ハーモニーとテレジア

 花畑をメアリーアンと一緒に横切ったその先には、桃色の蓮の華が微睡む池があった。

 変化する月の輝きを子守唄のようにして、花が広がったり丸くなったりする。

 花の開閉で池の水面が揺らぎ、水に写した星をまるで金平糖のようにぱくぱく食べていた。

 その池の向こう。

 自ずから光る二体の獣が、メアリーアンを待っている。

 一体は小さな猫。

 上半身は短毛、下半身は長毛で、地面から頭までの高さは二十センチ。

 頭から尾までは三十センチ程度の小さな子猫は、美しく大きな金の瞳を瞬かせて君を見つめる。

 猫の毛色はカメレオンよりも鮮やかに移り変わり、ライトブルー、紫、ピンク、赤、オレンジ、黄色と、一瞬たりとて同じ色同じ模様になりはしない。

 この猫は銀色になるのを目指し、月の明かりを真似しようと一所懸命に毛を光らせている。
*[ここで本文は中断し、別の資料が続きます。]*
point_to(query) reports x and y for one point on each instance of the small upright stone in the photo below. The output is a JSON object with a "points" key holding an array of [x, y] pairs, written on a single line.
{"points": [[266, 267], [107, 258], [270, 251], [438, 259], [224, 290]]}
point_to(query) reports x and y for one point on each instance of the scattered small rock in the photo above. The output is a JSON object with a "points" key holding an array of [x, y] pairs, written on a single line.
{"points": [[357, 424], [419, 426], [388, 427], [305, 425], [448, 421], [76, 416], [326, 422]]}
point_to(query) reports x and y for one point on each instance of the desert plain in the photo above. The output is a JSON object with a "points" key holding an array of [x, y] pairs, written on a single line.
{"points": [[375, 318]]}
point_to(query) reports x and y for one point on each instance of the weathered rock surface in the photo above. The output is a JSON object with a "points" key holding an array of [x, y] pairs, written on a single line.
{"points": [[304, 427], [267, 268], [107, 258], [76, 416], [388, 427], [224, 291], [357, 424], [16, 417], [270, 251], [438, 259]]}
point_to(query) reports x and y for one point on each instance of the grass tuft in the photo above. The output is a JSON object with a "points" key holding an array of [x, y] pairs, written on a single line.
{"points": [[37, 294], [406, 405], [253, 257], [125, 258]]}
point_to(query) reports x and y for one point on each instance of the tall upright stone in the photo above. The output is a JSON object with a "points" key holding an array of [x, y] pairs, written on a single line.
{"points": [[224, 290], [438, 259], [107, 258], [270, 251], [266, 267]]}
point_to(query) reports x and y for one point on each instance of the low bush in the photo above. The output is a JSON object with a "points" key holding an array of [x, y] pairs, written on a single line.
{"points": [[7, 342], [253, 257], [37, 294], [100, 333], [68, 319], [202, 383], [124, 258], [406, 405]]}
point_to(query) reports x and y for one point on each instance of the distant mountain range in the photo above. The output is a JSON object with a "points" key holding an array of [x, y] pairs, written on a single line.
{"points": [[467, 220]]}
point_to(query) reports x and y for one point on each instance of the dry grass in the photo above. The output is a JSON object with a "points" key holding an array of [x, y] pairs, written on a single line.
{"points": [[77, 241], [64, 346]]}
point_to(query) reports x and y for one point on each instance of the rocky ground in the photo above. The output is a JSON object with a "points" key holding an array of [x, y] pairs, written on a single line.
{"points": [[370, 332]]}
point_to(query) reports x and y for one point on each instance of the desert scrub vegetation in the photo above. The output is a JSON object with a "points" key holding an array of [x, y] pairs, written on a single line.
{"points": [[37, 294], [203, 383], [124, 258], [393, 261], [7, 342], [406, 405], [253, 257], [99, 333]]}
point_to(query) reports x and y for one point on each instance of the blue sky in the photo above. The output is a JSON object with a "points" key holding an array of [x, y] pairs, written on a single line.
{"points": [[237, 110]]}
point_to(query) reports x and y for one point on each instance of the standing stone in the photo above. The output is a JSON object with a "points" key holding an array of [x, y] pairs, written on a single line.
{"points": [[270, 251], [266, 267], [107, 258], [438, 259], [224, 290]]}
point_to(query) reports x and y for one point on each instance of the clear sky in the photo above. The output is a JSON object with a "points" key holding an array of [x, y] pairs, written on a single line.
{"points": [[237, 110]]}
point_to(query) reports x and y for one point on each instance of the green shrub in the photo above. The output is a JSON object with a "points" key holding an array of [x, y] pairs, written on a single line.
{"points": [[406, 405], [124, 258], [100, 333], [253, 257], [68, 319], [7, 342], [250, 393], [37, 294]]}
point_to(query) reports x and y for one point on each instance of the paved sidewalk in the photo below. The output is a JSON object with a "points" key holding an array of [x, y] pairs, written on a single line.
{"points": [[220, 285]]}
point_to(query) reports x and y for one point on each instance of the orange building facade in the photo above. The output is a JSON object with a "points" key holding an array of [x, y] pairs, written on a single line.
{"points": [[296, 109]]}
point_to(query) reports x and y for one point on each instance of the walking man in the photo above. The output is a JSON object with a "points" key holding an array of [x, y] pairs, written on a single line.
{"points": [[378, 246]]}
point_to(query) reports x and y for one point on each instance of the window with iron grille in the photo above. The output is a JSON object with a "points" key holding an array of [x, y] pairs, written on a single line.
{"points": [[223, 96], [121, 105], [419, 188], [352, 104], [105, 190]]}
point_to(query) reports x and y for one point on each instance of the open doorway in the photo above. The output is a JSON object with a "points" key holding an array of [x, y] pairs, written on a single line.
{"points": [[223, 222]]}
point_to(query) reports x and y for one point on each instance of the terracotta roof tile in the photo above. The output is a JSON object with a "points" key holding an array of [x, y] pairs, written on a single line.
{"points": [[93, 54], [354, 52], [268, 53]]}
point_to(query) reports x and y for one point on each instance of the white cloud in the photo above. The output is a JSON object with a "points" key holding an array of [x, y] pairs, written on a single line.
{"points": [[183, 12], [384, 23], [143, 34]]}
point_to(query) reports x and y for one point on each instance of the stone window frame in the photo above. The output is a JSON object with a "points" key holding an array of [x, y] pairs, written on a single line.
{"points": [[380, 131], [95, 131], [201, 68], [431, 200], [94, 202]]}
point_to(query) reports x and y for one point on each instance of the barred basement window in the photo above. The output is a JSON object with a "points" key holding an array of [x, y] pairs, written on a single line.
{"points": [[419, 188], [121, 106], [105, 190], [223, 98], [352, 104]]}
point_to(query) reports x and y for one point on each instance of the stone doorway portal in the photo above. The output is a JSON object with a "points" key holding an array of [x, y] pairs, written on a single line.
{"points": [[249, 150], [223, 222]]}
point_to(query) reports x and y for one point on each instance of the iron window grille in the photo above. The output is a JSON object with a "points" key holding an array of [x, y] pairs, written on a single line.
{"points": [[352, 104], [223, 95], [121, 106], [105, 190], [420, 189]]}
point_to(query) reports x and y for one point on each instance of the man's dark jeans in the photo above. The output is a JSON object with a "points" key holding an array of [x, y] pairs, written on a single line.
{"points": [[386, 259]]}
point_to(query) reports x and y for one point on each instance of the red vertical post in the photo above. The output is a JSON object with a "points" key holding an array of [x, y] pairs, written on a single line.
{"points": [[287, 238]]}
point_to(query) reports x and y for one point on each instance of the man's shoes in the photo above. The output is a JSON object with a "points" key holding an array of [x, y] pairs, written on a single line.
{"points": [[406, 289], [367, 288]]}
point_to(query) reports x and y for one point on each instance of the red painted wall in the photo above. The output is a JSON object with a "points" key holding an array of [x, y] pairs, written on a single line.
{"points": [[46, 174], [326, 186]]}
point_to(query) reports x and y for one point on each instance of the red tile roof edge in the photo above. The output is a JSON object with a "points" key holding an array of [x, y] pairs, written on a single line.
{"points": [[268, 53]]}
 猫はしなやかに池の上を跳躍し、蓮の華の葉をぴょんぴょん伝って、迎えにきた。

「メアリー、その子、見に来たの?」

 君の顔を恥ずかしげに伺いながら、猫がメアリーアンに問いかける。

 メアリーアンは繋いでいた君の手の上に乗ると、踊り子のようにくるりと回ってドレスを翻した。

 ドレスの飾りが、星の光に彩られて、ふわりとまた甘い香りを纏う。

 その香りが猫をなだめた。

「ハーモニー、心配しなくていいわ。今日もこの子はお客さまとして来ただけよ」

 しとやかににっこり微笑むメアリーアンに安堵しながら、猫のハーモニーがしっぽをゆらゆらと左右に振って返事する。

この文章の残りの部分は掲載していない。